As the rivalry between Trump and Cruz reaches its crescendo, with the two candidates splitting key states in yesterday's primary, moments ago Ted Cruz got some unexpected support from former Florida Gov. Jeb Bush who endorsed Ted Cruz for president early this morning, a move which the Rupert Murdoch-owned WSJ describes as "a big prize for the Texas senator as he tries to consolidate support of Republicans opposed to frontrunner Donald Trump."
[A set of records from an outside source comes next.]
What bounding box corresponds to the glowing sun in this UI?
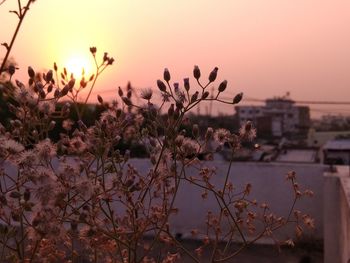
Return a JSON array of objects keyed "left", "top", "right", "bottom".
[{"left": 65, "top": 55, "right": 92, "bottom": 79}]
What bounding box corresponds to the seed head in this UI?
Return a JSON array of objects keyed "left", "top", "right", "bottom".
[
  {"left": 233, "top": 92, "right": 243, "bottom": 104},
  {"left": 218, "top": 80, "right": 227, "bottom": 92},
  {"left": 163, "top": 68, "right": 171, "bottom": 82},
  {"left": 193, "top": 65, "right": 201, "bottom": 80},
  {"left": 157, "top": 79, "right": 166, "bottom": 92},
  {"left": 28, "top": 66, "right": 35, "bottom": 78},
  {"left": 184, "top": 78, "right": 190, "bottom": 91},
  {"left": 209, "top": 67, "right": 219, "bottom": 82}
]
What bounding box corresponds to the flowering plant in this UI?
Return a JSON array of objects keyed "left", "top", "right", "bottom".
[{"left": 0, "top": 1, "right": 313, "bottom": 262}]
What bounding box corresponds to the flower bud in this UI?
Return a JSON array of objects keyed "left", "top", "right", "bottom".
[
  {"left": 168, "top": 104, "right": 174, "bottom": 117},
  {"left": 184, "top": 78, "right": 190, "bottom": 91},
  {"left": 192, "top": 124, "right": 199, "bottom": 138},
  {"left": 53, "top": 89, "right": 60, "bottom": 98},
  {"left": 163, "top": 68, "right": 170, "bottom": 82},
  {"left": 46, "top": 69, "right": 53, "bottom": 82},
  {"left": 191, "top": 91, "right": 199, "bottom": 103},
  {"left": 90, "top": 47, "right": 97, "bottom": 56},
  {"left": 209, "top": 67, "right": 218, "bottom": 82},
  {"left": 233, "top": 92, "right": 243, "bottom": 104},
  {"left": 202, "top": 91, "right": 209, "bottom": 100},
  {"left": 218, "top": 80, "right": 227, "bottom": 92},
  {"left": 28, "top": 66, "right": 35, "bottom": 78},
  {"left": 122, "top": 97, "right": 132, "bottom": 106},
  {"left": 61, "top": 85, "right": 69, "bottom": 97},
  {"left": 118, "top": 87, "right": 124, "bottom": 97},
  {"left": 205, "top": 127, "right": 214, "bottom": 141},
  {"left": 193, "top": 66, "right": 201, "bottom": 80},
  {"left": 7, "top": 65, "right": 16, "bottom": 76},
  {"left": 49, "top": 121, "right": 56, "bottom": 130},
  {"left": 23, "top": 188, "right": 30, "bottom": 201},
  {"left": 157, "top": 79, "right": 166, "bottom": 92},
  {"left": 68, "top": 79, "right": 75, "bottom": 91},
  {"left": 47, "top": 84, "right": 53, "bottom": 93},
  {"left": 10, "top": 191, "right": 21, "bottom": 199}
]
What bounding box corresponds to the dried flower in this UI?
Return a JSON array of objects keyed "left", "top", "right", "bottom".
[
  {"left": 218, "top": 80, "right": 227, "bottom": 92},
  {"left": 157, "top": 79, "right": 166, "bottom": 92},
  {"left": 193, "top": 65, "right": 201, "bottom": 80},
  {"left": 141, "top": 88, "right": 153, "bottom": 100},
  {"left": 163, "top": 68, "right": 170, "bottom": 82},
  {"left": 233, "top": 92, "right": 243, "bottom": 104},
  {"left": 208, "top": 67, "right": 219, "bottom": 82}
]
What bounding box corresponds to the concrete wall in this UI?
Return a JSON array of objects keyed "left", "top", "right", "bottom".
[{"left": 324, "top": 169, "right": 350, "bottom": 263}]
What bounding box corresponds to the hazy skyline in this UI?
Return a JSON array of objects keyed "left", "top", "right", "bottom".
[{"left": 0, "top": 0, "right": 350, "bottom": 116}]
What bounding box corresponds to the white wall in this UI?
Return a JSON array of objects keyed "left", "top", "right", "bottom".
[{"left": 133, "top": 160, "right": 326, "bottom": 243}]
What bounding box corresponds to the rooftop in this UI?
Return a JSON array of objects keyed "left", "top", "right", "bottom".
[{"left": 323, "top": 139, "right": 350, "bottom": 151}]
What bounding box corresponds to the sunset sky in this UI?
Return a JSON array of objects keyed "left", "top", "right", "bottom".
[{"left": 0, "top": 0, "right": 350, "bottom": 114}]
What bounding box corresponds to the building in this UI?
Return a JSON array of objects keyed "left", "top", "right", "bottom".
[
  {"left": 235, "top": 95, "right": 311, "bottom": 138},
  {"left": 323, "top": 139, "right": 350, "bottom": 165}
]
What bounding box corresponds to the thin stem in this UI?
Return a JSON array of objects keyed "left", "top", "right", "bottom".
[{"left": 0, "top": 0, "right": 33, "bottom": 74}]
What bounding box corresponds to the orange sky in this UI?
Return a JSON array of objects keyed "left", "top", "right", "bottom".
[{"left": 0, "top": 0, "right": 350, "bottom": 114}]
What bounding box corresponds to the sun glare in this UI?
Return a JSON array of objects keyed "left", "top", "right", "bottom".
[{"left": 65, "top": 55, "right": 92, "bottom": 79}]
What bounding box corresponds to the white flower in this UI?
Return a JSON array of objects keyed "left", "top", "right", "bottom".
[
  {"left": 0, "top": 137, "right": 24, "bottom": 154},
  {"left": 214, "top": 128, "right": 231, "bottom": 144},
  {"left": 35, "top": 139, "right": 56, "bottom": 160}
]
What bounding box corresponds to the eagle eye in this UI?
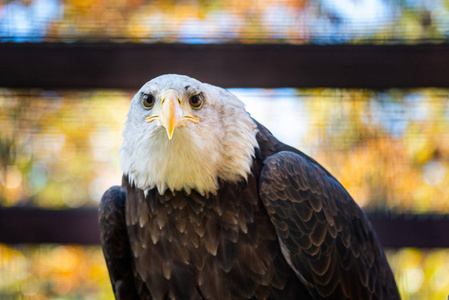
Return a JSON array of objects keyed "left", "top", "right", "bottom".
[
  {"left": 189, "top": 94, "right": 203, "bottom": 109},
  {"left": 142, "top": 93, "right": 155, "bottom": 109}
]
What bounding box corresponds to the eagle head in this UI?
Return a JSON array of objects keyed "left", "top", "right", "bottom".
[{"left": 120, "top": 74, "right": 257, "bottom": 196}]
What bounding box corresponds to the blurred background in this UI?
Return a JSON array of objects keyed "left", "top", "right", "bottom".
[{"left": 0, "top": 0, "right": 449, "bottom": 299}]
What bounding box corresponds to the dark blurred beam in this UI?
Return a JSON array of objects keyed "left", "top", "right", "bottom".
[
  {"left": 0, "top": 208, "right": 100, "bottom": 245},
  {"left": 0, "top": 208, "right": 449, "bottom": 248},
  {"left": 0, "top": 43, "right": 449, "bottom": 90}
]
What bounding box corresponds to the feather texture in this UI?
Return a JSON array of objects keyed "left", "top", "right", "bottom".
[{"left": 100, "top": 75, "right": 399, "bottom": 300}]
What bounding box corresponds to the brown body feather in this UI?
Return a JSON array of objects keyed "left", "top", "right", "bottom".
[{"left": 100, "top": 120, "right": 399, "bottom": 299}]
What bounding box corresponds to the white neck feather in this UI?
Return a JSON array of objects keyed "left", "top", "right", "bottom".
[{"left": 120, "top": 84, "right": 258, "bottom": 195}]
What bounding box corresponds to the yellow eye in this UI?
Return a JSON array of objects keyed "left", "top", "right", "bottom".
[
  {"left": 142, "top": 93, "right": 155, "bottom": 109},
  {"left": 189, "top": 94, "right": 203, "bottom": 109}
]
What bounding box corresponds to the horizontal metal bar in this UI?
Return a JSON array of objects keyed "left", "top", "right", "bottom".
[
  {"left": 0, "top": 43, "right": 449, "bottom": 90},
  {"left": 0, "top": 208, "right": 449, "bottom": 248}
]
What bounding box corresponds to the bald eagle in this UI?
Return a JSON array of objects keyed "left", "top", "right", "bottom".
[{"left": 99, "top": 75, "right": 399, "bottom": 300}]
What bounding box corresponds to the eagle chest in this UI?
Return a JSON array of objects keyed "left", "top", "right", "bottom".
[{"left": 126, "top": 180, "right": 298, "bottom": 299}]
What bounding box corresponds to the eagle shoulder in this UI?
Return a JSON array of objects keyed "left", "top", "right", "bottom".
[
  {"left": 260, "top": 151, "right": 400, "bottom": 299},
  {"left": 99, "top": 186, "right": 139, "bottom": 300}
]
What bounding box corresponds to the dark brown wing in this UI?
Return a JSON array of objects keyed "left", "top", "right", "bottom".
[
  {"left": 99, "top": 186, "right": 139, "bottom": 299},
  {"left": 260, "top": 151, "right": 400, "bottom": 299}
]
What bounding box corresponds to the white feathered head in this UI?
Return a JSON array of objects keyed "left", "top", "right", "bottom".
[{"left": 120, "top": 74, "right": 257, "bottom": 195}]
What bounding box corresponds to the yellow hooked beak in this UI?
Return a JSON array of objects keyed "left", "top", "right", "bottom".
[{"left": 145, "top": 91, "right": 200, "bottom": 140}]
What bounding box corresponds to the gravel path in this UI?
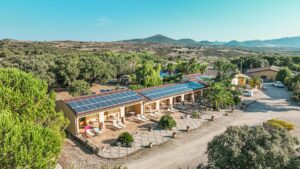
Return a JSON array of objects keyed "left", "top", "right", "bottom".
[{"left": 61, "top": 84, "right": 300, "bottom": 169}]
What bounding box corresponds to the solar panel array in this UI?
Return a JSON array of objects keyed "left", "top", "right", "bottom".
[
  {"left": 141, "top": 82, "right": 204, "bottom": 100},
  {"left": 67, "top": 91, "right": 143, "bottom": 114}
]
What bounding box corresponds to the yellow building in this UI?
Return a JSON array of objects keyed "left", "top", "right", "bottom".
[
  {"left": 56, "top": 82, "right": 207, "bottom": 135},
  {"left": 231, "top": 73, "right": 251, "bottom": 86},
  {"left": 247, "top": 66, "right": 280, "bottom": 81}
]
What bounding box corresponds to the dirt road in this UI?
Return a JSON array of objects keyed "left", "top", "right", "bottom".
[
  {"left": 126, "top": 84, "right": 300, "bottom": 169},
  {"left": 60, "top": 84, "right": 300, "bottom": 169}
]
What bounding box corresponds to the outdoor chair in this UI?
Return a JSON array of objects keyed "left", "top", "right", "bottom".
[
  {"left": 140, "top": 114, "right": 150, "bottom": 121},
  {"left": 85, "top": 129, "right": 95, "bottom": 137},
  {"left": 135, "top": 116, "right": 146, "bottom": 122},
  {"left": 93, "top": 127, "right": 103, "bottom": 135},
  {"left": 117, "top": 119, "right": 126, "bottom": 128},
  {"left": 113, "top": 120, "right": 123, "bottom": 129},
  {"left": 149, "top": 113, "right": 159, "bottom": 118}
]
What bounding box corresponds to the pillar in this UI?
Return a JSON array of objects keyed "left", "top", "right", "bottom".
[
  {"left": 191, "top": 93, "right": 195, "bottom": 102},
  {"left": 120, "top": 107, "right": 125, "bottom": 123},
  {"left": 169, "top": 97, "right": 173, "bottom": 107},
  {"left": 99, "top": 112, "right": 105, "bottom": 129},
  {"left": 73, "top": 118, "right": 79, "bottom": 135},
  {"left": 141, "top": 103, "right": 144, "bottom": 114},
  {"left": 155, "top": 101, "right": 159, "bottom": 110},
  {"left": 181, "top": 94, "right": 184, "bottom": 102}
]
This is ironic because, when Jeb Bush started publicly flirting with a presidential campaign in 2014, Ted Cruz welcomed him into ring by comparing him to the "pale pastels" on the colorwheel, and the last three failed Republican nominees. Bush returned fire throughout the campaign, saying Cruz "held our democracy hostage" with his involvement in the 2013 government shutdown and, on foreign policy, "modulates his views in the way people expect politicians to do." But, as Bloomberg writes, what a difference The Donald makes. With Donald Trump inching closer to the Republican nomination, Bush and Cruz are putting the ugly past behind them to thwart their mutual nemesis. Bush is backing Cruz's bid for the White House.
Cruz had been critical of Bush, and wrote about bad blood with the Bush family in his autobiography. Former President George W. Bush unloaded on the Texas senator during an October fundraiser in Colorado, questioning Cruz's qualifications as a first-term senator and criticizing his alliance, at the time, with Trump. “I just don’t like the guy,” Bush said, according to a Politico report. George P. Bush, Jeb Bush's son, who backed Cruz's Senate bid in 2012, called Cruz's victory in Iowa an "aberration."
But Cruz phoned Bush immediately after the former Florida governor quit the race last month. Another brother, Neil Bush, joined Cruz's finance team earlier this month.
The endorsement, announced Wednesday in a statement, won't swing any states for Cruz in the campaign. Instead, its significance is another signal of acceptance from the Republican establishment that had long identified Cruz as the party's problem child.
Ironically, this support by the establishment may end up backfiring and ultimately hurting the Cruz campaign, because just like Mitt Romney's vocal rejection of Trump ended up adding to the Donald's momentum, so the core of GOP establishment tipping its cards that Cruz is its man may draw more independents back away from Cruz and into Trump's camp.
In a statement released by the Cruz campaign announcing the endorsement Mr. Bush said, “For the sake of our party and country, we must move to overcome the divisiveness and vulgarity Donald Trump has brought into the political arena, or we will certainly lose our chance to defeat the Democratic nominee and reverse President Obama’s failed policies.”
The endorsement, which was first reported by Politico, comes in the wake of a split decision in Tuesday’s voting among Republicans in the West. Mr. Cruz won the Utah caucuses, while Mr. Trump won the Arizona primary.
Finally, Bush's decision to back Cruz, like Mitt Romney's acknowledgement that he voted for Cruz in the Utah primary, is another blow for John Kasich, who, having won only his home state, is struggling to maintain relevance in the race. The Ohio governor has argued that he'd be the best choice at a contested convention, pointing to polls showing he may be a stronger candidate against Hillary Clinton, the front-runner for the Democratic nomination.
Which, ultimately, helps Donald Trump.